A comprehensive guide to ETL and ELT pipelines - batch processing, data movement patterns, orchestration, and production practices for data engineering.

10 min readIntermediateUpdated Jul 6, 2026

Quick Summary

ETL moves data from sources to destinations - extract raw records, transform them into usable shape, load them where analytics can query.

One Analogy

ETL is a factory assembly line: raw materials arrive (extract), parts are shaped and assembled (transform), finished goods ship to the warehouse (load).

Engineering Rule

Make pipelines idempotent - reruns must not duplicate or corrupt data.

TL;DR

  • ETL extracts data from sources, transforms it, and loads it into a destination - typically a data warehouse or data lake.

  • ELT flips the order - load raw data first, transform inside the destination using its compute engine (common with Snowflake, BigQuery, Redshift).

  • Batch processing dominates traditional ETL - scheduled jobs move data in chunks (hourly, nightly) rather than event-by-event.

  • Idempotency and observability separate prototypes from production - pipelines must survive reruns and expose clear failure signals.

  • Choose ETL when transformation is complex and upstream; choose ELT when the warehouse is powerful and schemas evolve fast.

Why This Matters

Every analytics dashboard, ML model, and AI application depends on data arriving reliably at the right place in the right shape. Sales data trapped in a CRM, logs sitting in S3 as gzipped JSON, and transaction records in PostgreSQL do not help analysts until something moves and reshapes them.

ETL is that something. It is the plumbing of data engineering - unglamorous, essential, and the root cause of most "the numbers don't match" incidents when done poorly.

Whether you use Airflow, dbt, Fivetran, or custom Spark jobs, the underlying pattern is the same: extract from source, transform to target schema, load with guarantees. Understanding ETL deeply helps you debug pipeline failures, choose between batch and streaming, and design systems that feed data lakes and warehouses without silent data corruption.

The Problem ETL Solves

Operational systems are optimized for transactions, not analytics. The CRM schema normalizes for write throughput. Application logs are append-only blobs. Legacy mainframes export fixed-width files.

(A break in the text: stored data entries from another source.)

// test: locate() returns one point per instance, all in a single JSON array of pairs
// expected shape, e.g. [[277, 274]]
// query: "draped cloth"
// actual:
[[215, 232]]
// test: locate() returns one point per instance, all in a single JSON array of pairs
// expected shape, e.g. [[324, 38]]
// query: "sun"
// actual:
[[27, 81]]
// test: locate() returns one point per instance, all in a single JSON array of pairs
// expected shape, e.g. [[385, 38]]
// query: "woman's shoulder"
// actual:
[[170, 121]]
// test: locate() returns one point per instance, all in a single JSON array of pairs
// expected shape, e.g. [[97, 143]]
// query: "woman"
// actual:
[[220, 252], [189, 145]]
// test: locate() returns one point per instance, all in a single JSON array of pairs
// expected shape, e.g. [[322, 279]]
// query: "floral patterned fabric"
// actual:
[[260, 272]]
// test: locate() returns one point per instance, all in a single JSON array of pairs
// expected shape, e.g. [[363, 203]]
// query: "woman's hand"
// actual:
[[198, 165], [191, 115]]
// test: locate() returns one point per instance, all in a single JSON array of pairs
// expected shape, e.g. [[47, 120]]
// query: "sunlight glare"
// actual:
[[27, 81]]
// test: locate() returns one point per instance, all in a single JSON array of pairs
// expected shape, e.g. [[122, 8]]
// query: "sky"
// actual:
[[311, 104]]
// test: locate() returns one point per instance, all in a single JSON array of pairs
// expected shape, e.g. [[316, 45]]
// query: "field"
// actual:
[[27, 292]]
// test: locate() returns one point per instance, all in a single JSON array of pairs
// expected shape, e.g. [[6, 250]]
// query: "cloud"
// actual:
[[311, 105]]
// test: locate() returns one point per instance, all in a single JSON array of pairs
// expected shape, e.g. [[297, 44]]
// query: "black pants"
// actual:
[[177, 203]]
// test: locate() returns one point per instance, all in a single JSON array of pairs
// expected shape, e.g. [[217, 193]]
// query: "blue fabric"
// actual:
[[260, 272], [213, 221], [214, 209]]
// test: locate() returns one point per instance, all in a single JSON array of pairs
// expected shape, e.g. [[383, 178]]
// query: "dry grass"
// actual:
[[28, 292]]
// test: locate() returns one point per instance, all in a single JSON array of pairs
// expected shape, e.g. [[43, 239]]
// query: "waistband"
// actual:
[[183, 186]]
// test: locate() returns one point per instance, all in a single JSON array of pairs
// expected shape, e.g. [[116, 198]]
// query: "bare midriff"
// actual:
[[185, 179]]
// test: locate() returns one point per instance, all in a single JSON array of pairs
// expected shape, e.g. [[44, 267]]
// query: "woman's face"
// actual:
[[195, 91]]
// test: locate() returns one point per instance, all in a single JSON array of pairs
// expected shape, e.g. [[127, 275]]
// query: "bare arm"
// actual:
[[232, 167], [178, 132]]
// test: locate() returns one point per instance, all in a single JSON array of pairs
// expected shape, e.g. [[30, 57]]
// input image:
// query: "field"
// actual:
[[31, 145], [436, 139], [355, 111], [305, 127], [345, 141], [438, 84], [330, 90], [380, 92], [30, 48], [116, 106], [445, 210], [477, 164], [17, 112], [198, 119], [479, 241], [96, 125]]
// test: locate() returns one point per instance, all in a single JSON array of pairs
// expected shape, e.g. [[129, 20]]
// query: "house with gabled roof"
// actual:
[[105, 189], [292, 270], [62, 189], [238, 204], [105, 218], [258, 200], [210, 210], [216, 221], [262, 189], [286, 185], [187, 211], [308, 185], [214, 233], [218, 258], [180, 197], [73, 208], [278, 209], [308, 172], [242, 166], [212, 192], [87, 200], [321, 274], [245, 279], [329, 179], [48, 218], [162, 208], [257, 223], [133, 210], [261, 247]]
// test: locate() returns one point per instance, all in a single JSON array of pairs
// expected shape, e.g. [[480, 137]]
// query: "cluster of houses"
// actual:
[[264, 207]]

Analytics needs denormalized, historical, joined data in a query-optimized store. ETL bridges this gap:

Source Problem ETL Solution
Schema designed for OLTP Transform to star schema or analytics-friendly tables
Data spread across systems Extract and join in pipeline or staging area
Raw formats (JSON, CSV, Parquet) Parse, type-cast, validate, deduplicate
No historical record Append snapshots with loaded_at timestamps
Sensitive fields Mask, hash, or drop PII during transform

Without ETL (or ELT), every analyst writes one-off scripts. Definitions diverge. Revenue means something different in finance vs. product. Trust erodes.

What Is ETL?

Extract - Read data from source systems: databases (JDBC, CDC), APIs, files (S3, SFTP), SaaS connectors (Salesforce, Stripe).

Transform - Apply business logic: joins, aggregations, type conversions, deduplication, slowly changing dimensions (SCD), PII masking, unit normalization.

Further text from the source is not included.